Because of problems associated with long-term immunosuppression, the induction of immunological tolerance to transplantation antigens has become a major goal in the field because of its promise to allow replacement of host organs without the need for immunosuppression. The development of strategies to induce specific tolerance to allogeneic organs may also make it possible to attain acceptable graft survival rates using partially- or fully-mismatched organs, or perhaps even xenogeneic organs, for life-saving transplants. Thus, the development of therapies that would result in specific tolerance to transplanted organs would be of great clinical benefit. The strategies used in order to induce specific tolerance to organ grafts fall into two categories: modification of the donor organ, or modification of the host immune response. In this review we shall focus on recent advances in the field designed to allow for modification of the host immune response resulting in tolerance using gene therapy to induce molecular chimerism.

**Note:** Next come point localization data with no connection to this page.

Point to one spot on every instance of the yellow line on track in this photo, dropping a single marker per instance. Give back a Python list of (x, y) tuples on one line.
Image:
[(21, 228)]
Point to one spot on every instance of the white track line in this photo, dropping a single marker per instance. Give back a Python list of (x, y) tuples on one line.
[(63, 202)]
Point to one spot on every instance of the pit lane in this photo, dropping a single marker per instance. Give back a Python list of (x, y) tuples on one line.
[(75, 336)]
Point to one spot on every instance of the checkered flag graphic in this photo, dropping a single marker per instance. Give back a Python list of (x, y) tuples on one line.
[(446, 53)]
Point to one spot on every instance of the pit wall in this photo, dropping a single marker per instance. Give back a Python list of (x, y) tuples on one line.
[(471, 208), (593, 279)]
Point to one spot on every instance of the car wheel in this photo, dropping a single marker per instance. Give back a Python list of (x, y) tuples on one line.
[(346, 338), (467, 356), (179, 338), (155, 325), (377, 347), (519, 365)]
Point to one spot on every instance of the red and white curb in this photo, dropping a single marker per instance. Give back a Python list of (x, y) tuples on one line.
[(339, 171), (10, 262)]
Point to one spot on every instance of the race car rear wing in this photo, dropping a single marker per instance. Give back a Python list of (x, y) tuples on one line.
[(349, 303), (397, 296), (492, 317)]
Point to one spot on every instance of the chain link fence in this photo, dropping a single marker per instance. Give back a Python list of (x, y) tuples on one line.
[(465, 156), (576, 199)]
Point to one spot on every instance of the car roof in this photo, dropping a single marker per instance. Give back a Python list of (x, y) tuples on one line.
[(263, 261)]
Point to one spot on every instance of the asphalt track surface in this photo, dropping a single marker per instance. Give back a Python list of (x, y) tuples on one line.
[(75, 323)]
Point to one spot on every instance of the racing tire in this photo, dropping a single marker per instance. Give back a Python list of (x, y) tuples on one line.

3. MODIFICATION OF HOST IMMUNE SYSTEM: BUILDING ON THE CONCEPT OF MIXED HEMATOPOIETIC CHIMERISM

It has been known for many years that a state of mixed donor-host hematopoietic chimerism leads to immunological tolerance to major and minor donor transplantation antigens (6,7). The intentional creation of mixed allogeneic bone marrow chimerism as a strategy to induce tolerance to donor transplantation antigens was first demonstrated by Ildstad and Sachs (8). This approach involves the use of allogeneic bone marrow transplantation to establish host-donor mixed hematopoietic chimerism in conditioned recipients prior to donor organ transplantation (reviewed in (9)). The development of donor-type bone marrow-derived cells leads to negative selection of donor-reactive lymphocytes, essentially establishing donor as part of "self". The establishment of mixed chimerism through bone marrow transplantation in adult animals leads to specific tolerance, permitting transplantation of donor-type organs without any additional immunosuppression, in an otherwise fully immunocompetent host (8,10-13). The effectiveness of this approach has been demonstrated in non-human primates (14), and it has been shown that mixed chimerism can be achieved in humans receiving non-myeloablative conditioning prior to bone marrow transplantation (15). Furthermore, mixed chimerism can be used to induce tolerance to concordant xenografts in rodent models (16).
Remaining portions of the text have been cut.